Workers in the informal economy, with assistance from legal advocates, have won protections and respect for their rights at work through a variety of legal strategies, both within and outside of labor law.
In the latest issue of the Global Labour Rights Reporter, case studies highlight the ways workers and their advocates have been fighting to ensure protections on the job in the informal sector, and the complications that arise from these efforts.
The journal, a project of the Solidarity Center’s International Lawyers Assisting Workers (ILAW) Network, is a forum for labor and employment law practitioners who grapple with the legal and practical issues that directly affect workers and their organizations. Articles feature migrant domestic workers in the Gulf, waste pickers in Colombia, digital platform workers in Brazil, agricultural workers in Jordan and street vendors and transport workers globally. There, unions and other worker representative organizations are developing laws and policies to ensure informal workers receive the same social protections that formal workers enjoy.

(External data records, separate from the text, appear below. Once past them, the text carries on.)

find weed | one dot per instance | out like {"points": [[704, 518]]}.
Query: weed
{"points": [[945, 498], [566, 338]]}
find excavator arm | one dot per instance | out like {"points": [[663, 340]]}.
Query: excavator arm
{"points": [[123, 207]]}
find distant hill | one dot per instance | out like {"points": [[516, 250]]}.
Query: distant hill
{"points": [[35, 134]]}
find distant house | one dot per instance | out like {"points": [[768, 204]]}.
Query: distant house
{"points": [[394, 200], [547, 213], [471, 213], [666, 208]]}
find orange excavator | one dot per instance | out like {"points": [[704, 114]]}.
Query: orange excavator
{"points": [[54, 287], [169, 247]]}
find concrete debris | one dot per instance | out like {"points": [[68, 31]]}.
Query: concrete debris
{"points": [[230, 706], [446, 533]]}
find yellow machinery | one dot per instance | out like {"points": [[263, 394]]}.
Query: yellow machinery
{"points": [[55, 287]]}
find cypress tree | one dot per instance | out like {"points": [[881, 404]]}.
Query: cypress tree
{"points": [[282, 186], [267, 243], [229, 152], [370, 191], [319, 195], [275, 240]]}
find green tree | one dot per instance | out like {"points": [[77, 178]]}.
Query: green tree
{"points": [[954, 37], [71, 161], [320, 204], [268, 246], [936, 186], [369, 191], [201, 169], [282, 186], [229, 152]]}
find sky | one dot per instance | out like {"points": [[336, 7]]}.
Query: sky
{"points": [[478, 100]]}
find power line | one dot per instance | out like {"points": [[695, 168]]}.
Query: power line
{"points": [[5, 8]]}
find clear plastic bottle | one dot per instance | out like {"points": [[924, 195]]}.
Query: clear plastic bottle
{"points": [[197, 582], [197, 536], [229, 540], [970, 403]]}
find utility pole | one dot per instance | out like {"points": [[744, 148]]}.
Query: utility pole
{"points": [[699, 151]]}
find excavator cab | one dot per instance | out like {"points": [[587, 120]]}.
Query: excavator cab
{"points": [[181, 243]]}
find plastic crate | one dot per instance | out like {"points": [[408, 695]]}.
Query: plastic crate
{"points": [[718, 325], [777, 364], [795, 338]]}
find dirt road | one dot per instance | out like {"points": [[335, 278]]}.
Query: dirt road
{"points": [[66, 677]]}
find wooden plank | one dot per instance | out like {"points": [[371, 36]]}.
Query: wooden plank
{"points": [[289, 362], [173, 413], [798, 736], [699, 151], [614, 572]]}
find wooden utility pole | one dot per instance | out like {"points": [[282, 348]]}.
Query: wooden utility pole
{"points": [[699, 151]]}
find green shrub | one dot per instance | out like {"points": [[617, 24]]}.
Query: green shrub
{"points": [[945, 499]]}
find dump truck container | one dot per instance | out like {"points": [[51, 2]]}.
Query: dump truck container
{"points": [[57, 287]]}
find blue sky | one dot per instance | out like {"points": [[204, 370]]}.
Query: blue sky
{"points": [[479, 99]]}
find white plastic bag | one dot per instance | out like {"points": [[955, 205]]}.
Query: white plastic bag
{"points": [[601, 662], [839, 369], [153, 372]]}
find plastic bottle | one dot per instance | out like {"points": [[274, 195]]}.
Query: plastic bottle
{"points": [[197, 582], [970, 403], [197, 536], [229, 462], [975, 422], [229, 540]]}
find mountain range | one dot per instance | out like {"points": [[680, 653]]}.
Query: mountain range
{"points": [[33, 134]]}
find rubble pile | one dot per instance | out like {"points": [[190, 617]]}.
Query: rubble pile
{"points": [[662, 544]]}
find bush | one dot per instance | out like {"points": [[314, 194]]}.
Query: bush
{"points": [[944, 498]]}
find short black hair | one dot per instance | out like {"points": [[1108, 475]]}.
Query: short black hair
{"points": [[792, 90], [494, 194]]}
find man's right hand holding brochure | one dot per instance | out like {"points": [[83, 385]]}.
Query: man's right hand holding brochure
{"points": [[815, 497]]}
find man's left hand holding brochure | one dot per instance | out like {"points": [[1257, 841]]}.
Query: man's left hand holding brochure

The International Labor Organization estimates that 61 percent of the world’s workers are in the informal economy—approximately 2 billion workers worldwide. They have been consistently excluded from legal recognition and protection, often due to deliberate policy choices driven by discrimination based on race, caste, sex, gender, ability, age, migration status and more. The number of informal workers has only increased during the COVID-19 pandemic as businesses closed and governments fell short in creating policies that fostered formal job creation.
“[Is] labor law the only solution to informality? The answer is no, though this does not mean that labor law concepts cannot be helpful in shaping solutions,” according to Jeffrey Vogt, Solidarity Center’s director of rule of law and chair of the ILAW Network, and Marlese von Broembsen, law program director for Women in Informal Employment: Globalizing and Organizing (WIEGO), in the journal’s opening note. Advocating for coverage by labor law might be an effective strategy where workers in the informal economy are rendering a personal service for another. However, in cases where there is no notional employer, workers have adopted other strategies, including to negotiate agreements with municipal authorities to be afforded certain rights and/or be included in protection schemes, or engage in constitutional or human rights litigation.